The Dueling Welfare Ads

The Romney campaign has run two ads about Obama’s welfare policies. The charges: Obama has “quietly announced a plan to gut welfare reform by dropping work requirements,” so that people can get welfare checks without having to work or train for a job; and Obama has a “long history of opposing work for welfare.” Liberals have been calling these ads dishonest and racist.

The Obama ad calls Romney’s charges “blatantly false,” citing the New York Times, and “just not true,” citing Bill Clinton. It claims that Obama is “not removing the bill’s work requirements at all,” citing (a liberal blogger for) the Washington Post. It even says that Obama is “getting states to move 20 percent more people from welfare to work.”

So who’s right? It depends on how much you trust this administration.

The welfare-reform law obligates states to make about 40 percent of welfare recipients either work, look for work, get on-the-job training, or take part in similar activities. The Obama administration has asserted, very dubiously, that it has the authority to waive that requirement. It says it will waive it only for states that would use the flexibility in larger plans to increase the total number of people working.

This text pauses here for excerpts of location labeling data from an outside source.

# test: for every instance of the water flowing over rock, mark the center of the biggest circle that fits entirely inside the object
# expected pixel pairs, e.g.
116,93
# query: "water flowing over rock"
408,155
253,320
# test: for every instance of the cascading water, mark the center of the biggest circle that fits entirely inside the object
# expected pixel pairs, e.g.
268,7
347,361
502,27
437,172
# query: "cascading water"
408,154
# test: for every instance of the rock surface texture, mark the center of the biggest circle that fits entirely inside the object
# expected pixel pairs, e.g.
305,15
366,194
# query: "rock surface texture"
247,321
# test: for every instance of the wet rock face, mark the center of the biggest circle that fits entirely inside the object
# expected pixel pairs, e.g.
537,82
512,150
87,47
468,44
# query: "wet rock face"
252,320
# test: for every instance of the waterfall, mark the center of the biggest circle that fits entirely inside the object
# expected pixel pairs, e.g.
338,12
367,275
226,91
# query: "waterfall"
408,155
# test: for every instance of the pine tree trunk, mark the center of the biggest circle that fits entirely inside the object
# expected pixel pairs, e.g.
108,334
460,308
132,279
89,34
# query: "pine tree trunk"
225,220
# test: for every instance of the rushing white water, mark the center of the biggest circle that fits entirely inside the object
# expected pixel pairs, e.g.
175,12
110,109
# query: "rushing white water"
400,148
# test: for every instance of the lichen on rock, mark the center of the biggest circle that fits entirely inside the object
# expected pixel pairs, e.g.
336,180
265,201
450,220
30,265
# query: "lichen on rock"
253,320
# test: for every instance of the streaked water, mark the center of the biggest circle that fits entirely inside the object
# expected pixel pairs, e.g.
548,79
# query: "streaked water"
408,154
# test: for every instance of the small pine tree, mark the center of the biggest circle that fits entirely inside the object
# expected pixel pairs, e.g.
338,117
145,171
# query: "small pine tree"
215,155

As I noted when I wrote about the administration’s announcement, Ron Haskins, who helped Republicans write the welfare-reform law in the first place, takes a charitable view of the waiver policy. On his view, states are much less inclined than they used to be to water down work requirements, and there are circumstances where the waiver could conceivably be helpful.

In Romney’s defense, however, the administration’s claimed legal authority is not contingent on the states’ implementing effective pro-work policies; Obama does indeed have a long history of opposing welfare reform; whether issuing waivers from work requirements amounts to “gutting” welfare reform seems like a pure matter of opinion; and the Obama administration would be doing exactly what it is doing if it wanted to take the first surreptitious steps to undermine the reforms Obama opposed.

The Obama administration seems to me to be within its rights to insist on its good intentions. The Romney campaign is within its to doubt them. Mainstream media fact-checkers, you will not be surprised to learn, have sided almost wholly with Obama.